My own problem is there will be three rudders but at full speed the Port and Stbd open out another 10 degrees away from straight port one opening out further to port and same for Stbd with the centre rudder staying straight. Think I will need to use a second servo for port and stbd. rudders, that way your first idea would work. Thanks mate.

Don


----------



## 6639 (Apr 20, 2006)

don't know about that one then, don..you've stumped me.....only ever built one model that worked with twin rudders, but never 3...sorry about that, but if you send me adiagram i'll have a think......i'll pm you my email address.
neil.


----------



## 6639 (Apr 20, 2006)

Don, your message box is full and it won't allow me to send a pm.
neil.


----------



## Don Matheson (Mar 13, 2007)

It wasnt completely full and I received a PM from you and just replied to you.
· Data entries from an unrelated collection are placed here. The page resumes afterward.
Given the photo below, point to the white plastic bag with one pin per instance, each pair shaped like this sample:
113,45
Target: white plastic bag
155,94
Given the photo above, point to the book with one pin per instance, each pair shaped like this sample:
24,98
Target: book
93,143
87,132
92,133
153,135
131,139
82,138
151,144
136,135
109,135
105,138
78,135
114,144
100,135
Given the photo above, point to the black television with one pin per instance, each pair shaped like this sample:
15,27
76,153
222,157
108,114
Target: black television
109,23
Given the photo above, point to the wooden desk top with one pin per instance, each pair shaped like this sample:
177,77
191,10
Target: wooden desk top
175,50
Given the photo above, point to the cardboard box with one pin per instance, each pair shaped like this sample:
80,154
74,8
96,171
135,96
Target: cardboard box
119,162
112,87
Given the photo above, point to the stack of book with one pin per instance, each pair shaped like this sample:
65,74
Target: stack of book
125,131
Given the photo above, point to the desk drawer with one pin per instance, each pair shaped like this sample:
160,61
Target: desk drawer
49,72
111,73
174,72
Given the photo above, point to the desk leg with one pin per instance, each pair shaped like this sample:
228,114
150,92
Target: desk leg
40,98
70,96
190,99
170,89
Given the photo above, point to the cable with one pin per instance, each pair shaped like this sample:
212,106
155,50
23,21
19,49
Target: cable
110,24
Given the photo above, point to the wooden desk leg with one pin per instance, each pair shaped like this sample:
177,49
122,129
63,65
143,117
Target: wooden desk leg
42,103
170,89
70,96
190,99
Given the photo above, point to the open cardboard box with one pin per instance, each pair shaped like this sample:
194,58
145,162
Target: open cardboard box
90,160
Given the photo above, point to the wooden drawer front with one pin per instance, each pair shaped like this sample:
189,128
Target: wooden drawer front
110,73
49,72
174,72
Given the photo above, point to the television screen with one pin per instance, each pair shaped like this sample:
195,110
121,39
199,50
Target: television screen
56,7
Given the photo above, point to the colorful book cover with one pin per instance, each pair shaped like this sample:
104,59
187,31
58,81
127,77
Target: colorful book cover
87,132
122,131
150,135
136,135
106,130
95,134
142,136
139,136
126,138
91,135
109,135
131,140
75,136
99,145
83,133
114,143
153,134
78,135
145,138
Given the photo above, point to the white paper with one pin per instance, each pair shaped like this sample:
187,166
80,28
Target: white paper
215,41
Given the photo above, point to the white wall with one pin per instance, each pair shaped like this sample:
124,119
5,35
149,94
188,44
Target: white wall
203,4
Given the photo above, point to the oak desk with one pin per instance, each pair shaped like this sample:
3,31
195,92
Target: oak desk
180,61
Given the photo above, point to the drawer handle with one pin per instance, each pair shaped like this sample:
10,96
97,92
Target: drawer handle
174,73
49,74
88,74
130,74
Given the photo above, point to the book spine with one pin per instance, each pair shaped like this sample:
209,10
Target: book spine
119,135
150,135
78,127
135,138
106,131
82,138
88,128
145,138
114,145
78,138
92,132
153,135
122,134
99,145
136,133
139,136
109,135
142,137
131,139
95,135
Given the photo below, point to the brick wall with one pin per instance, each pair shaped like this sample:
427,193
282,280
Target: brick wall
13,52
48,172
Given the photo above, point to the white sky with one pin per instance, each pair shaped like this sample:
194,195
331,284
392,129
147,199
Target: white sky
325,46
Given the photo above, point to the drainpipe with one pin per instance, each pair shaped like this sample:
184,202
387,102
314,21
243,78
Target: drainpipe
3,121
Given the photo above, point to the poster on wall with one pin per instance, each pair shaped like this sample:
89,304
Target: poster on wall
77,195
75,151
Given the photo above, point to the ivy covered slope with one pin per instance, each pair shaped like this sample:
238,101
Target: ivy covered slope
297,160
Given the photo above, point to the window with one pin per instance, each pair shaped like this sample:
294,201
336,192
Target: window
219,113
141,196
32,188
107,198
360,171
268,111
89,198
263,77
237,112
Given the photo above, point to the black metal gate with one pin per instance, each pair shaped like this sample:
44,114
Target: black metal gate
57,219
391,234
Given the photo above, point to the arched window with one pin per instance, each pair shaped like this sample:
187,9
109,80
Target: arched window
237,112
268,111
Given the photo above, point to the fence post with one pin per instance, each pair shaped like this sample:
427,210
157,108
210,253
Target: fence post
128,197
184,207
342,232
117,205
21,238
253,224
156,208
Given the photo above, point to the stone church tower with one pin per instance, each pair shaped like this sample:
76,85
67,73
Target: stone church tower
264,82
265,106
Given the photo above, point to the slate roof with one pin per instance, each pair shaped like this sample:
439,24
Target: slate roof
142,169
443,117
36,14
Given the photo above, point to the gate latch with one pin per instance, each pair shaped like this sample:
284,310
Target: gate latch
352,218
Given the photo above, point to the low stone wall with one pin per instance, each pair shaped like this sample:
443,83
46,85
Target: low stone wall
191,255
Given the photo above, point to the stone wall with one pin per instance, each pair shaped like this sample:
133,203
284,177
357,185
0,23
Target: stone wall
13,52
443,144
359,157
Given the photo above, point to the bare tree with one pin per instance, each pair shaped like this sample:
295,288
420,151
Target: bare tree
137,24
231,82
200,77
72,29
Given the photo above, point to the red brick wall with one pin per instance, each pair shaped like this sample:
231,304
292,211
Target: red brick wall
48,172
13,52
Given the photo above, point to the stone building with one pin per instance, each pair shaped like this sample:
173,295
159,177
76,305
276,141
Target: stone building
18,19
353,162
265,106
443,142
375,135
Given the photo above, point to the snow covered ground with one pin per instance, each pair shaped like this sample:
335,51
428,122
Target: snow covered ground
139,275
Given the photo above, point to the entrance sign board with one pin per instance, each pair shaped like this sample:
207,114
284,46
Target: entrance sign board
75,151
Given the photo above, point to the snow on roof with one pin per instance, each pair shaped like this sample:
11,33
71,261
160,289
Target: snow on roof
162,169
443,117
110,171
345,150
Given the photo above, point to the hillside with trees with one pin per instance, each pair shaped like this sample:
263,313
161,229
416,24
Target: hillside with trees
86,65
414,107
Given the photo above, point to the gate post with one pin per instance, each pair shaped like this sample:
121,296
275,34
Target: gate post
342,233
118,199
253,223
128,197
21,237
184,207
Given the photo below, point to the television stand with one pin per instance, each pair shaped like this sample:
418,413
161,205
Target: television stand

Will go and check again.

Don


----------



## rickles23 (Oct 13, 2006)

Hi Don,
Model Boat Mayhem is alive and well, I joined yesterday.
http://www.modelboatmayhem.co.uk/forum/index.php?board=84.0 is the website.
I think I can visulize what you mean so I shall go looking for a load bearing device.
Regards


----------



## Don Matheson (Mar 13, 2007)

Rickles The load bearing device is very simple to make or have a frend with a lathe turn one (or two) out for you.
It just needs a small tube with a collar, the tube fits the mast exactly with the collar part of the tube bearing down towards the deck. The loadbearing part can be almost the same in reverse without fitting the mast so tightly but secured on the deck and unable to move. This should be positioned to allow the mast to touch the servo without putting an always changing weight on it. This should allow a much longer servo life.
The second mast can be made to follow by using an arm from the servo with a link to the second mast
Hope this is a help, if not Pm me and I will try harder to explain.
Thanks for the link to MBM.
Don


----------



## rickles23 (Oct 13, 2006)

Hi all,

Problem solved!

I helped a good friend to make thirty 1/72 scale aircraft for an r/c Japanese aircraft carrier he is making and as we talked I mentioned the rotating mast problem.

In two minutes he had drawn a sketch and said this is what you need to do. 

I don't know how to attach a photograph to this reply but I have PM'd Don.
Regards


----------



## jerome morris (May 27, 2008)

I love a great ending!


----------